Dirty Computer is itself a rallying cry against this kind of horrific futurescape, not only in its lyrical tones and themes but also in its sheer, dripping, sexiness. The instrumentation throughout is smooth and seductive, luring you in to Monáe’s steamy lyricism. Nowhere is this more apparent than in ‘Take A Byte’, in which Monáe promises “I won’t tell” if you “Just go ahead and help yourself”, the shimmering synthpop production providing the perfect excuse for you to fall into the seductive sonic landscape delivered by her Wondaland label. “Everything is sex / Except sex, which is power,” she bluntly explains in ‘Screwed’. Judging from how hard it’s been to tear away from the preceding 15 minutes, it’s hard to disagree.
The culmination of Dirty Computer comes in its closing four minutes, as ‘Americans’ questions everything it is to be living in the modern age.

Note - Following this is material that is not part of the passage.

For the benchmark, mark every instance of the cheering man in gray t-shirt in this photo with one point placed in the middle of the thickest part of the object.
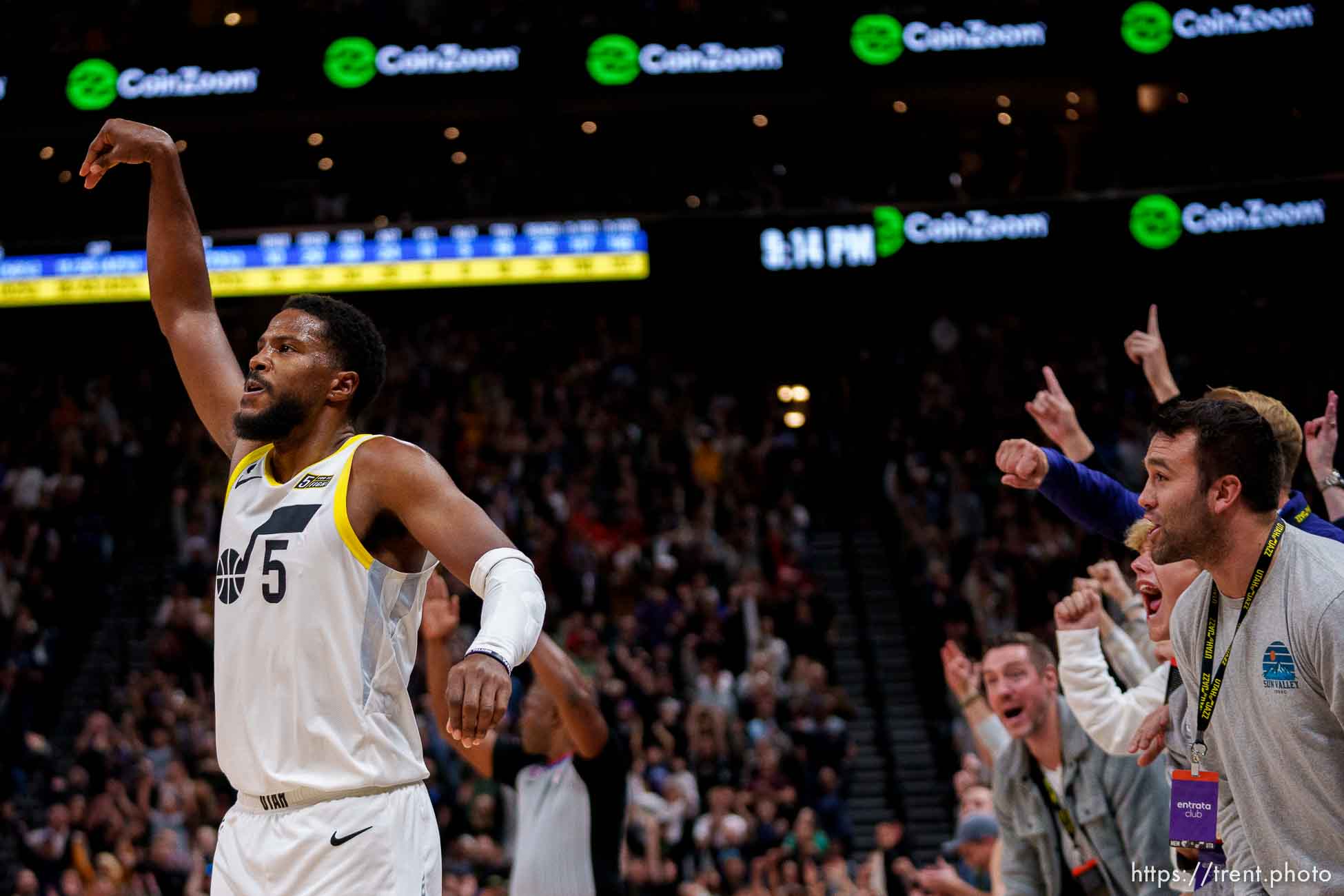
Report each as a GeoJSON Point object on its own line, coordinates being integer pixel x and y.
{"type": "Point", "coordinates": [1272, 720]}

Ostensibly an upbeat celebration of America and the West, ‘Americans’ takes its cues from Bruce Springsteen‘s ‘Born In The U.S.A.’ in subverting the expectations set up by the exultant instrumentation with some terrifically quick-witted lyrics. “Uncle Sam kissed a man, Jim Crow Jesus rose again” Monáe cries in the opening verse; old American traditions of pledging to the flag and washing it all down “With a big old piece of American pie” are ironically mocked in a deeply satirical chorus. Everything explored in the preceding 45 minutes is given its time in the final four, Monáe reaffirming her support for the LGBTQ+ community, people of colour, and poor white people in this whistle-stop deconstruction of conservative values.
Dirty Computer is the next level of musical progression for Janelle Monáe. The high-concept funk operas of The ArchAndroid and The Electric Lady may be long gone, but Monáe’s embracement of pop has done nothing to dour her sharp tongue and even sharper production. Her most overtly political record to date, it is also by far her sexiest and most intimate, featuring oodles of seductive instrumentation and lyrical imagery, alongside promises to live free and love even freer.
But perhaps the most telling moment comes as we finally meet the person behind the music as the album quietly draws to a close. “I’m afraid of it all, afraid of loving you,” Monáe whispers, driving home the importance of delivering a record such as this in the current day and age, when many still see the uniqueness that defines a “dirty computer” as “bugs” and “glitches” that must be fixed, rather than fragments of individuality that make each of us an interesting and compelling human being. In the end, Dirty Computer is a celebration of all of that, and a rather sublime pop record to boot; it is a breathtaking album of astounding clarity and depth that deserves your full attention.